The question is simple, is he truelly that good or do you guys think the cowboys are just that bad? I mean they had him double covered the whole game and he still caught the ball pretty much at will. Obviously he is an amazing athlete but do you think he could do it against any defense in the NFL? What say you riu?


----------



## mr sunshine (Oct 30, 2013)

Yes he's So tall and jumps so high its unfair for anyone who faces him.check his hight and his vertical you'llsee no one is even close to thepoint where rreceives passes that guy is a monster.


----------



## demonhaze (Oct 30, 2013)

Yeah I was listening to the announcers talk about it, but he hasn't done that well in any other game this season so I asked the question. He's a freak of nature no doubt about it


----------



## mr sunshine (Oct 30, 2013)

His size and athletic ability makes him different hes the lebron james af football. He's definitely that good! Cowboys are choke artists tho tony romo is just a stat guy not a winner.


----------



## PeyoteReligion (Oct 30, 2013)

That guy is a freakish athlete, no doubt about it. He's like Lebron in nfl pads, just too hard to physically outmatch. He's also a pretty smart player.


----------



## a mongo frog (Oct 30, 2013)

demonhaze said:


> Yeah I was listening to the announcers talk about it, but he hasn't done that well in any other game this season so I asked the question. He's a freak of nature no doubt about it


I think he went off the week before last also. Had a really nice triple coverage catch for like 50 yards. I would say yes he's that good, super good concentration.


----------



## demonhaze (Oct 30, 2013)

a mongo frog said:


> I think he went off the week before last also. Had a really nice triple coverage catch for like 50 yards. I would say yes he's that good, super good concentration.

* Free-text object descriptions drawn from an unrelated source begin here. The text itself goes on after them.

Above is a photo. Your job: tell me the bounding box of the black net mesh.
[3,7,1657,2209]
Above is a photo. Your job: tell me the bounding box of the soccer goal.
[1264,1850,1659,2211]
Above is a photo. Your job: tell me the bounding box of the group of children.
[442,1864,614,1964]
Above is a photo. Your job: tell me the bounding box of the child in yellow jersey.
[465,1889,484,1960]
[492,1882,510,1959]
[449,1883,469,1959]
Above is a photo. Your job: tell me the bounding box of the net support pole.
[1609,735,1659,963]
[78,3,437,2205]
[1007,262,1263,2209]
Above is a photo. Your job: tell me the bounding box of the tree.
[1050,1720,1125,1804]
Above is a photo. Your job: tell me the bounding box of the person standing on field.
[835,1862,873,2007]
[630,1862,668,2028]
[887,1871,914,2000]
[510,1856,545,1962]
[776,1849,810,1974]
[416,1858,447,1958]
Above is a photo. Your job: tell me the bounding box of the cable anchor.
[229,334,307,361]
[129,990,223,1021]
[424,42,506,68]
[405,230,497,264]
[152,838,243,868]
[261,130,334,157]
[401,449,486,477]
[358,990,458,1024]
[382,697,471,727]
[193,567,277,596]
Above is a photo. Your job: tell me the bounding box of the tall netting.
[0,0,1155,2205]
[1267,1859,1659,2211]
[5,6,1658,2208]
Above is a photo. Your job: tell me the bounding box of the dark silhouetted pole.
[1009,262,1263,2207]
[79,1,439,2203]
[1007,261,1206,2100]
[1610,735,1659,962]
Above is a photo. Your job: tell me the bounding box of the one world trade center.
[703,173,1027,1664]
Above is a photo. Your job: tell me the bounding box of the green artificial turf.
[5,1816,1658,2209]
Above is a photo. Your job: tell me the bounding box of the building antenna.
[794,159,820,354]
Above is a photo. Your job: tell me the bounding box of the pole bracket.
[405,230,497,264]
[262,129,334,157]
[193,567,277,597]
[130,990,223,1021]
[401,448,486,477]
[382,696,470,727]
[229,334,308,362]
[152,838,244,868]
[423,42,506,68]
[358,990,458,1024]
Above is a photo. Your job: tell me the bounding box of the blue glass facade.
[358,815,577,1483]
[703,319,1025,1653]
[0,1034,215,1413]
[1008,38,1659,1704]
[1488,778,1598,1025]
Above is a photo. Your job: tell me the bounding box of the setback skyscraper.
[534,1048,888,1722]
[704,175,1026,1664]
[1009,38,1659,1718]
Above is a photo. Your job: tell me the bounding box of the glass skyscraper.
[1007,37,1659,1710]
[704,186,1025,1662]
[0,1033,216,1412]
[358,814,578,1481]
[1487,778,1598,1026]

did any of you guys watch that game? When I say he was double covered I mean he really was, they were within 3 ft at all times. Didn't make any difference at all though. I knew I was watching a great game at the time but didn't realize how special until they said he set the all time receiving record ever. Still think there should be away to cover him better though. Damn the cowboys got embarrassed.


----------